O exemplo do Sintetel mostra que a história não é uma linha reta em rumo à salvação ou à perdição. Ela caminha através de avanços e recuos porque o que a move são interesses conflitantes. Interesses dos trabalhadores e trabalhadoras em ter mais direitos, mais dignidade, melhores condições, e, do outro lado, interesses da classe que se beneficia da situação como está, das desigualdades do mundo capitalista.

O sindicato teve uma fase de organização e luta dos trabalhadores, depois uma fase de intervenção do regime militar, depois uma fase de maior politização e mais participação dos trabalhadores, daí veio a privatização seguida de uma reação e de uma fase de reorganização da categoria, o fortalecimento de um braço internacional, e hoje o sindicato é forte apesar do desmonte que a categoria sofreu.

Na nossa história geral também há esse movimento. Houve muitos avanços desde a Proclamação da República, em 1889, mas não se chegou a uma situação ideal justamente porque existe sempre este conflito de classes. E a pauta das mulheres, sendo as mulheres consideradas “minorias”, assim como os negros e os homossexuais (o que não significa minoria numérica populacional, mas grupos em desvantagem com relação ao grupo dominante, que é o homem branco e hétero), é uma pauta progressista, uma pauta da mudança e da emancipação nacional, não é uma pauta conservadora, de manutenção de privilégios. E nas fases retrógradas, fases de recuos, prevalece a mentalidade de que as mulheres devem se dedicar a cuidar apenas da casa e dos filhos e não disputar espaço no mercado de trabalho.
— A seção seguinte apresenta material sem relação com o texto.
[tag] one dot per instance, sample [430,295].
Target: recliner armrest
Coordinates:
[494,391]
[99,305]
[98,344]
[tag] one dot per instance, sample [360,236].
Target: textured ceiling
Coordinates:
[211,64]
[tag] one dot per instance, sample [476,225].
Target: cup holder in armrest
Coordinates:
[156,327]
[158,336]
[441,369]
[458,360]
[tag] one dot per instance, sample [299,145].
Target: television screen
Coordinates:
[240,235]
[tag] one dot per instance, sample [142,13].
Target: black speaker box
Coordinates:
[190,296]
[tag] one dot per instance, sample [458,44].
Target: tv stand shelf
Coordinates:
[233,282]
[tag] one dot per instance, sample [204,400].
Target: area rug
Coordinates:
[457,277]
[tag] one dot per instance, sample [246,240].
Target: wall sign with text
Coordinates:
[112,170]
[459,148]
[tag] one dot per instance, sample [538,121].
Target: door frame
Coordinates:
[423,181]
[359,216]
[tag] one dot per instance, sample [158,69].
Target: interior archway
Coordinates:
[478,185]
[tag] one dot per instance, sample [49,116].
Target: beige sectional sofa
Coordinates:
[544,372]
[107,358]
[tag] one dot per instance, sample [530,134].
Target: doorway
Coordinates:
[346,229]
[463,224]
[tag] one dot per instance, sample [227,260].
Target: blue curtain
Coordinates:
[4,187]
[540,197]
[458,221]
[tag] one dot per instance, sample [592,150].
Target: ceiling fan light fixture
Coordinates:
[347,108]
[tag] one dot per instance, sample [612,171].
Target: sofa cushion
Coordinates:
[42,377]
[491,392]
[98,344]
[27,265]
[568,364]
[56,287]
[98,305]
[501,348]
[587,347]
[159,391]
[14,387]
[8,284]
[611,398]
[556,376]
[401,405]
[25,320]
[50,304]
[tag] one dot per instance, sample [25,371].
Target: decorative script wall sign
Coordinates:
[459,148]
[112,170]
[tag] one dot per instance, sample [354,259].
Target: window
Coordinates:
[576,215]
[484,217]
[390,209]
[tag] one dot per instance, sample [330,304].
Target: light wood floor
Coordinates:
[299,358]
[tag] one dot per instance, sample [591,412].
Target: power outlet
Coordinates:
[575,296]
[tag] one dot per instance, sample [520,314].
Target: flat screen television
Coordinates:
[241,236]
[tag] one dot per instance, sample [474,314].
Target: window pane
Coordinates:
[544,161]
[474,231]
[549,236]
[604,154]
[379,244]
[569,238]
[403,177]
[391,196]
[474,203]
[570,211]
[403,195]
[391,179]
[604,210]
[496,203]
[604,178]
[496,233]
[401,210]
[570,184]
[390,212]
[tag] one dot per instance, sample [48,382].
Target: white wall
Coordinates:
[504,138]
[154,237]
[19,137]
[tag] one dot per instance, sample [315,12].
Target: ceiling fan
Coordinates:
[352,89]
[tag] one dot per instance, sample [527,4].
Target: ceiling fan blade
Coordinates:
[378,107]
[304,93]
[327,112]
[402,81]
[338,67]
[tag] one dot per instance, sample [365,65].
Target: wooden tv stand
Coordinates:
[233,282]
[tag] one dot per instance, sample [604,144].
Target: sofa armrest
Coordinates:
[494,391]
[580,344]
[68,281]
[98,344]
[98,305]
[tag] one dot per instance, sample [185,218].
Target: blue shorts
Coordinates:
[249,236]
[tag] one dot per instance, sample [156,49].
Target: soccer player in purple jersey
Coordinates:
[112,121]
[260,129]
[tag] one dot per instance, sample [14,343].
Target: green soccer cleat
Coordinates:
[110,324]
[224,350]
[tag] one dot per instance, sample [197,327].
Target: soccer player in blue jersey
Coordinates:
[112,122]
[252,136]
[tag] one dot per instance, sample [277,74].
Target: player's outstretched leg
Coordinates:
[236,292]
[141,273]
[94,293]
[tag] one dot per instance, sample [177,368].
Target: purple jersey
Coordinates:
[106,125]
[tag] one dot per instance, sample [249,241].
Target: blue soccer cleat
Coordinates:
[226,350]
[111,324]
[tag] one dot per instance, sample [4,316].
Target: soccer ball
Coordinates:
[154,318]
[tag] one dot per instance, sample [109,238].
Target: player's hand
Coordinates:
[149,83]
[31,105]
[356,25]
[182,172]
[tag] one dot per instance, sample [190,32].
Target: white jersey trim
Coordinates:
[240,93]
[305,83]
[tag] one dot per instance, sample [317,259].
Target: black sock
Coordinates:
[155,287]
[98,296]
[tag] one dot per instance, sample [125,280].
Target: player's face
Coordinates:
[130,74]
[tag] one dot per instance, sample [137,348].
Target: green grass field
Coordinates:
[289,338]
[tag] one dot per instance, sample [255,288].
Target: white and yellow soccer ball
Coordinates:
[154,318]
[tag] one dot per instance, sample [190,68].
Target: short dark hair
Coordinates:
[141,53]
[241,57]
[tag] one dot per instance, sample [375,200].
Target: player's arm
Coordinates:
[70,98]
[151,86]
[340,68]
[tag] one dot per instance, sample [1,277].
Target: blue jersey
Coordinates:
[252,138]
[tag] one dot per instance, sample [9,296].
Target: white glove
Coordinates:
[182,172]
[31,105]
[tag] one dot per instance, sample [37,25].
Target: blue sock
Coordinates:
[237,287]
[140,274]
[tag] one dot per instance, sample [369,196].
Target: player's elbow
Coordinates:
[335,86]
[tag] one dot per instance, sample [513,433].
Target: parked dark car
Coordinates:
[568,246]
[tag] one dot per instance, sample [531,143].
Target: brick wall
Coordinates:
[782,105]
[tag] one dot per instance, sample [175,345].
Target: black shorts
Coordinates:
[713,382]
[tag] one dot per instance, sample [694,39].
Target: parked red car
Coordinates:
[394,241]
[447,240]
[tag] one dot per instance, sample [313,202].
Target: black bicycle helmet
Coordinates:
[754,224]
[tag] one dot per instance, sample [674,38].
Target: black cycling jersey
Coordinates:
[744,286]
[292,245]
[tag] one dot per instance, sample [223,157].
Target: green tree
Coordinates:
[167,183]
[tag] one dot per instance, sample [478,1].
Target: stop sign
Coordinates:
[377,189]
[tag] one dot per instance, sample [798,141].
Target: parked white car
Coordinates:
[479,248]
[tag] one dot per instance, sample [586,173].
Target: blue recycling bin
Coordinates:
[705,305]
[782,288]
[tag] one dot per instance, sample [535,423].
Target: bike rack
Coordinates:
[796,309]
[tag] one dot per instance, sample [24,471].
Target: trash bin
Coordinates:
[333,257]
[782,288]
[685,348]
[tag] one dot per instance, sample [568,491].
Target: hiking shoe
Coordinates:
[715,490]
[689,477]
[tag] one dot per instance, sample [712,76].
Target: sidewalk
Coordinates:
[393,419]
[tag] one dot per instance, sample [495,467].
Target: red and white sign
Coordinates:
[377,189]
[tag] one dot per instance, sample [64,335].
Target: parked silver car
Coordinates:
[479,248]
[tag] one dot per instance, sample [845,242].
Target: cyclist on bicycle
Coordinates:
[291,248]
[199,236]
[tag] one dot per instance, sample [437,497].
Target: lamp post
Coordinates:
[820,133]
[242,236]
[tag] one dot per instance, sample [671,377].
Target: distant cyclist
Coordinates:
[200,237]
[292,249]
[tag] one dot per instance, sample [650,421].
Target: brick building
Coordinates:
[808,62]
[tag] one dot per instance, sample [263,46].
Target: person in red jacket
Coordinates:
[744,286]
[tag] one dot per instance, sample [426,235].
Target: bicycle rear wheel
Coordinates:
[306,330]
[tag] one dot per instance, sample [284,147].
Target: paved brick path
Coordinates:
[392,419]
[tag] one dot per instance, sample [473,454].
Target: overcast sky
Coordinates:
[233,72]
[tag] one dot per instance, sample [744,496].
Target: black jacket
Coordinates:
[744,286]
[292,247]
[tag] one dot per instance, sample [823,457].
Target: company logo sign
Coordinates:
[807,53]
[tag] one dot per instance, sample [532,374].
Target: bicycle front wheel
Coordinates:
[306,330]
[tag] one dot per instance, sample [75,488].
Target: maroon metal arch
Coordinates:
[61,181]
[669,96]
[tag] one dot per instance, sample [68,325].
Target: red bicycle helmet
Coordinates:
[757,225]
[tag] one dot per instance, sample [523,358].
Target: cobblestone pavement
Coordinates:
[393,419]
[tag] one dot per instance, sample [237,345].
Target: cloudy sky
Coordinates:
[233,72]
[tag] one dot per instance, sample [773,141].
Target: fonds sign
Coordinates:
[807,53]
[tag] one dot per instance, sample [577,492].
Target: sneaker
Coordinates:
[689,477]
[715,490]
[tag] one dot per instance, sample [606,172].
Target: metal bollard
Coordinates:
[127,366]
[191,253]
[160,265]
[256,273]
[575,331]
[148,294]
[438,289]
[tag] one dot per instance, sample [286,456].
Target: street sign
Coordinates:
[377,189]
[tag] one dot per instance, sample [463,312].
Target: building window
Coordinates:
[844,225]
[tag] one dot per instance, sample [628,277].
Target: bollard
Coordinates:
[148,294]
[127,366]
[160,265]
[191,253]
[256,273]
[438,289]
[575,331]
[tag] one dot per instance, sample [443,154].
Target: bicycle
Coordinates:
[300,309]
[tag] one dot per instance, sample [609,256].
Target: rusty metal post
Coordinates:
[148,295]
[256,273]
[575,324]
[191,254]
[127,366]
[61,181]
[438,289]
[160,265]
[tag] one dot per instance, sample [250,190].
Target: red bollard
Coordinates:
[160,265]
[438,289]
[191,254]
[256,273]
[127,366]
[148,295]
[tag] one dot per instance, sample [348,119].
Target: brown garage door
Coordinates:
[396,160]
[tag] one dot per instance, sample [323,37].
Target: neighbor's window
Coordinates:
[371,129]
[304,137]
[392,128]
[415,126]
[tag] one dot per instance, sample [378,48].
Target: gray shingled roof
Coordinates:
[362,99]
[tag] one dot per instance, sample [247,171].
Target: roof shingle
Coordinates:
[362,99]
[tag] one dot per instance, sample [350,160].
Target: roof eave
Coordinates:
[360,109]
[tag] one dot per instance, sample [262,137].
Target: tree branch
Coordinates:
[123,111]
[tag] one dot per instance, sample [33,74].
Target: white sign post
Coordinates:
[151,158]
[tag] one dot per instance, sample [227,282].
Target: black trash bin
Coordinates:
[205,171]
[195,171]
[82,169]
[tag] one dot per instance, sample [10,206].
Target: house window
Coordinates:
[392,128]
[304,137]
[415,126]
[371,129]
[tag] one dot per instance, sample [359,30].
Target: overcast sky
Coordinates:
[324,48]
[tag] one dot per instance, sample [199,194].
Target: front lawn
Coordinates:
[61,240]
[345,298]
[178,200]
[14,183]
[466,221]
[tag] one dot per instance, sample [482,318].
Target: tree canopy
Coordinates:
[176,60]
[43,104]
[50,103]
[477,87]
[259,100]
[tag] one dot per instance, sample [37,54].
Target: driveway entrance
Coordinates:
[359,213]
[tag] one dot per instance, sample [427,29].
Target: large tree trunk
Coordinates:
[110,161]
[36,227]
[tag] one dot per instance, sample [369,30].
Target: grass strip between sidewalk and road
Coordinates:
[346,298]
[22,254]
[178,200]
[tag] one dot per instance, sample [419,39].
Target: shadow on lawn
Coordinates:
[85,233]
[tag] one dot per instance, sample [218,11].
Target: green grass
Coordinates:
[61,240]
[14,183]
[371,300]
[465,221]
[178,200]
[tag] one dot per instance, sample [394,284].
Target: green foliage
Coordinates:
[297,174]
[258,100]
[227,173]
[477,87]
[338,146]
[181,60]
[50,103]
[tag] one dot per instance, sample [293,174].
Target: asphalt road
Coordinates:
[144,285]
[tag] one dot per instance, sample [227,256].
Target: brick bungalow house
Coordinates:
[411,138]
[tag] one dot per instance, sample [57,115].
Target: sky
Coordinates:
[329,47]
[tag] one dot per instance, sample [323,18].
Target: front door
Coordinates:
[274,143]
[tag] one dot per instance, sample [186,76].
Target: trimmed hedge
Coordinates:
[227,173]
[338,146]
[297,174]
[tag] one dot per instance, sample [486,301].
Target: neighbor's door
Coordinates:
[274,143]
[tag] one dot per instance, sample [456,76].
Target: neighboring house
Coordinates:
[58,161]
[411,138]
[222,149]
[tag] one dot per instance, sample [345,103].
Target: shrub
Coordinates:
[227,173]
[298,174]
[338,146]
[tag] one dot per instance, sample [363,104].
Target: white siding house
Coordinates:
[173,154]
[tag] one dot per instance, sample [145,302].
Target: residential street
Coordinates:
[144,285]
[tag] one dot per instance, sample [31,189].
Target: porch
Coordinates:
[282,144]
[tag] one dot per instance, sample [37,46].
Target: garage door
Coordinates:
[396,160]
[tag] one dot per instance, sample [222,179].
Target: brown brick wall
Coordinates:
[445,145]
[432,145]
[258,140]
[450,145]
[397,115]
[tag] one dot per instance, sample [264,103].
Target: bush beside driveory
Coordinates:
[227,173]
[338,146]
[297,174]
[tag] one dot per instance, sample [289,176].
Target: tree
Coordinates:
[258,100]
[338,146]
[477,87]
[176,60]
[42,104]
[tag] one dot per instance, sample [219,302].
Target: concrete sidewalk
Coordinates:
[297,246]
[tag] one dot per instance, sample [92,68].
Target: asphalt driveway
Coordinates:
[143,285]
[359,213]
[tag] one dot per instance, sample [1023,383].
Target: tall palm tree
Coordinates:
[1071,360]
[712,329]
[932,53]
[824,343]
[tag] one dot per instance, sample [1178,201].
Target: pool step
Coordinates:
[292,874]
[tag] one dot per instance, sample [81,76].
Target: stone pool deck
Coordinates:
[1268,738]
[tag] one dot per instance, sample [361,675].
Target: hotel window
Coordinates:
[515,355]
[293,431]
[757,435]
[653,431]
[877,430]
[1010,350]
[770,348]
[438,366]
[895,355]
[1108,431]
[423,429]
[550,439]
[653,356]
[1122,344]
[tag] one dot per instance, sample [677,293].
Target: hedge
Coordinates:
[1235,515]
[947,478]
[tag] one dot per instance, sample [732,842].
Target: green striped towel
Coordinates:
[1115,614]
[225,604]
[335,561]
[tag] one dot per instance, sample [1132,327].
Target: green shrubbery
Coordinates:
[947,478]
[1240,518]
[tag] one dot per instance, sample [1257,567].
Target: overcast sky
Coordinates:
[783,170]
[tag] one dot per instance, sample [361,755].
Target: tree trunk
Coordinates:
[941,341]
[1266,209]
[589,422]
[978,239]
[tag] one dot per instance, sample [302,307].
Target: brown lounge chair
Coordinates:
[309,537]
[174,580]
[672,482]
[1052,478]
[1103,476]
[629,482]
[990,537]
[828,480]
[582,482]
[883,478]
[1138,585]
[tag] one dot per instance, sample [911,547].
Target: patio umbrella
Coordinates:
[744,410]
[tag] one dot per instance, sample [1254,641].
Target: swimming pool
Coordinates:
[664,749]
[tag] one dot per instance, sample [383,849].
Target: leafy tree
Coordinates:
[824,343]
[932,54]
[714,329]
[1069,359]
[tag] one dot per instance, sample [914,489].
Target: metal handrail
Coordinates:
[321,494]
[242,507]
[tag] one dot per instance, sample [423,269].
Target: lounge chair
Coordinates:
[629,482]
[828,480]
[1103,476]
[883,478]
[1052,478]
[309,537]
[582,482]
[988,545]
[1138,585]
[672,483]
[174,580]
A situação que vivemos desde 2016, desde o governo Michel Temer, é muito grave. Não só por causa da reforma trabalhista, que foi a maior perda de direitos em uma tacada na história, como, o que é pior, chegamos a recordes de informalidade e desemprego, não só pela pandemia, mas pela política econômica adotada. E quando a situação social está ruim, para as minorias está pior. Pior para as mulheres e pior ainda para as mulheres negras.

Isso é muito concreto e podemos constatar através de dados e estatísticas. Por exemplo, em novembro de 2020 a taxa desemprego geral era 14,6%. Esse número era de 12,8% para os homens e 16,8% para as mulheres. No dia 4 de março de 2021, o IBGE divulgou uma pesquisa que mostra que mais da metade das mulheres com crianças de até 3 anos estão fora do mercado, 54,6%. Isso sem falar no aumento da violência doméstica e dos casos de feminicídio durante a pandemia.

A situação da mulher hoje no mercado ainda é de fragilidade. Mas seria muito pior se não fosse uma história de lutas e de conquistas que nos orgulhamos de lembrar.

Notas

Artigo adaptado a partir de Palestra proferida no evento “Conversa entre mulheres 3” realizado pelo Sintetel em 8 de março de 2021.

Carolina Maria Ruy é jornalista e coordenadora do Centro de Memória Sindical.